Friday 4 November 2011

Replacing a faulty tape drive

The scenario is you have Veritas Netbackup Enterprise running on a *nix server connected to a tape library. Unfortunately for you media have been constantly freezing, you are unable to label new media and your drives are asking to be cleaned every hour. An engineer from your backup support arrives and replaces the faulty drive so what do you do next?

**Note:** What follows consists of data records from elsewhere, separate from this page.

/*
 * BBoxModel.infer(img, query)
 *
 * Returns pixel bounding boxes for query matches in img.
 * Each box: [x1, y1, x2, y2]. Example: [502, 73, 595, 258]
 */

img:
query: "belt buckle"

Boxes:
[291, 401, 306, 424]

First thing is to find out what drives you have and what their paths are. So before the engineer inserts the drive make sure you have the serial number of the faulty drive. 
 
[root@backup1:/]# tpautoconf -report_disc
======================= Missing Device (Drive) =======================
 Drive Name = HP.ULTRIUM4-SCSI.001
 Drive Path = /dev/rmt/0cbn
 Inquiry = "HP      Ultrium 4-SCSI  H21Z"
 Serial Number = AABBCCDDEE
 TLD(0) definition Drive = 1
 Hosts configured for this device:
  Host = backup1
======================= Missing Device (Drive) =======================
 Drive Name = HP.ULTRIUM4-SCSI.002
 Drive Path = /dev/rmt/7cbn
 Inquiry = "HP      Ultrium 4-SCSI  H58W"
 Serial Number = FFGGHHIIJJ
 TLD(1) definition Drive = 2
 Hosts configured for this device:
  Host = backup1
======================= New Device (Drive) =======================
 Inquiry = "HP      Ultrium 4-SCSI  H44W"
 Serial Number = KKLLMMNNOO
 Drive Path = /dev/rmt/7cbn
 Found as TLD(1), Drive = 2


Here we note that our faulty drive is drive 2 (FFGGHHIIJJ) and the new drive inserted is also drive 2 (KKLLMMNNOO). Both drives have the same path (/dev/rmt/7cbn) but Netbackup still does not recognise the new drive. So with the following command we replace the drive:

[root@backup1:/]# tpautoconf -replace_drive HP.ULTRIUM4-SCSI.002 -path /dev/rmt/7cbn
Found a matching device in global DB, HP.ULTRIUM4-SCSI.002 on host backup1

After this we restart our Netbackup daemon and test some backups. If you get an error when attempting to UP a drive e.g. IPC Error: Daemon may not be running. This may be due to the fact that if there is a faulty drive still in the library and in not operational Netbackup cannot seem to avoid it. It is best to delete the drive and restart Netbackup:

[root@backup1:/]# tpconfig -delete -drive ID